Capita di sentire parlare di una presunta immobilità dell’arte egizia: molti studiosi ed appassionati infatti, sostengono che dalla prima dinastia all’ultima non si possano osservare apprezzabili cambiamenti né formali né sostanziali, come invece accade fra i manufatti provenienti da altre zone anticamente popolate.

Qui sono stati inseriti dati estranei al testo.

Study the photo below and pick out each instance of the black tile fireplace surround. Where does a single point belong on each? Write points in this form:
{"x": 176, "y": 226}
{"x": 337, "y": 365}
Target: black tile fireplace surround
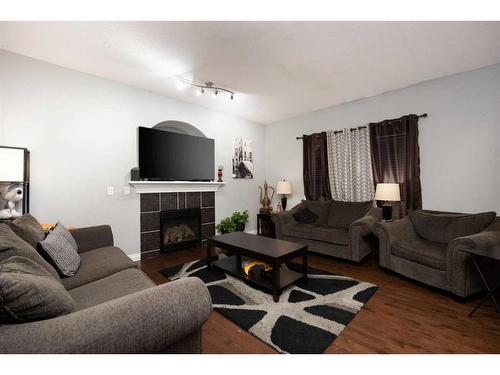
{"x": 152, "y": 205}
{"x": 180, "y": 229}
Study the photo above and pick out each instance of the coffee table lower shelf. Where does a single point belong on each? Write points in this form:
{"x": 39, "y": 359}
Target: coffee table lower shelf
{"x": 231, "y": 266}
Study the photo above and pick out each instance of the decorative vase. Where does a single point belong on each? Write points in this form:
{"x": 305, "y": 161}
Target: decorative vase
{"x": 265, "y": 200}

Talvolta questa tesi viene sostenuta per avvallarne altre, miranti a dimostrare l’esistenza di punti di discontinuità culturale nel periodo predinastico o protodinastico, in seguito ai quali improvvisamente, sembrerebbero apparire, presso questo popolo “primitivo”, tutte le caratteristiche della futura civiltà egizia , giustificabili solo con un apporto esterno di contenuti, costituti già di per sé in un corpus compiuto, non passibili di un futuro divenire.

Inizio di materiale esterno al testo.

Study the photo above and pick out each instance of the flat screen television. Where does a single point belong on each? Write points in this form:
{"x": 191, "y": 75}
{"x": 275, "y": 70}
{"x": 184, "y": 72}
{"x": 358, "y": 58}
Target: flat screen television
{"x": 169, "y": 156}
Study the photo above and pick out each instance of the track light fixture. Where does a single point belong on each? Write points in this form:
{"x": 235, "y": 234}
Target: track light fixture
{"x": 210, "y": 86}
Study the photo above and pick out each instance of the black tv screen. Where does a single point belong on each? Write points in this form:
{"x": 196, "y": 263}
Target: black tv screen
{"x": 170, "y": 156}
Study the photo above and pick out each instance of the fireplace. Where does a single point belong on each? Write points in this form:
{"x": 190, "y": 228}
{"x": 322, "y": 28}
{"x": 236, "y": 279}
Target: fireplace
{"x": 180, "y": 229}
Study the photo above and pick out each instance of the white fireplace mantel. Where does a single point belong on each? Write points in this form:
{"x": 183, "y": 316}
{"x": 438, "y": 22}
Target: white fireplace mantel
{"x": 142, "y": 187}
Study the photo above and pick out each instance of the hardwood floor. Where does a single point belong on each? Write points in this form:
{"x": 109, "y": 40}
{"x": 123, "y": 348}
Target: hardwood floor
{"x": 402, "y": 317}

E tutto ciò per andare a parare in possibili contatti, se non diretta discendenza, fra originari abitatori dell’Egitto e alieni oppure abitatori di Atlantide.
Penso che questo sia un logo comune da sfatare (non le ipotesi sugli ascendenti degli egizi!), ma naturalmente è un parere personale.

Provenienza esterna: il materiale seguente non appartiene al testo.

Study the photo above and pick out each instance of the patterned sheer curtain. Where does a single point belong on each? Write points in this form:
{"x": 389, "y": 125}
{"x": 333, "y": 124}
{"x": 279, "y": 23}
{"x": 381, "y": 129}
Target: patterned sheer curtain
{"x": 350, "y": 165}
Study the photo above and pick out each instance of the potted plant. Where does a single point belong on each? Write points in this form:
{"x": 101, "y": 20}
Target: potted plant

Ho letto vari autori che tanta immobilità forse non la vedono, ma favorevoli all’individuazione di linee evolutive sufficientemente continue, a volte più o meno accelerate, (Aldred) o cambiamenti tali da mettere comunque in evidenza differenze stilistiche, tra opere databili a regni fra loro contigui (Tiradritti).
Forse bisogna provare a vedere il problema da un’altra prospettiva: ci sono egittologi che guardando un manufatto riescono a stabilire a quale periodo appartiene, con alta probabilità di esattezza. Quindi le differenze ci sono.
“Si tratta di particolari molto piccoli” si può obiettare. Effettivamente ce ne sono di piccoli ma anche di grossi.
Ma cosa potrebbe pensare una persona totalmente estranea alla nostra cultura occidentale (ad esempio un contadino cinese dell’ottocento) dopo aver visto delle statue greche, romane, di Michelangelo, Donatello, Giambologna, Canova….? Forse che abbiamo poca fantasia e che non curiamo molto l’abbigliamento!!!
E lo stesso, come potrebbe riconoscere un quadro espressionista da uno fauves, una natura morta del manierismo da un iperrealista della fine XX secolo? Mah! A volte è così difficile distinguere una testa di Modiglioni da un falso.
Dunque, vista da fuor,i anche la nostra arte potrebbe sembrare immobile, ma l’immobilismo è il difetto che la tradizione lascia sulla cultura, d’altra parte non c’è cultura senza tradizione.
Be’, insomma tutti rischiamo di accusare gli altri per i nostri stessi difetti, così sono due millenni e più che si continua a macinare il repertorio classico, così come gli egizi, inoltre, in quanto iniziatori sono stati un po’ più lenti a metabolizzare e produrre i cambiamenti.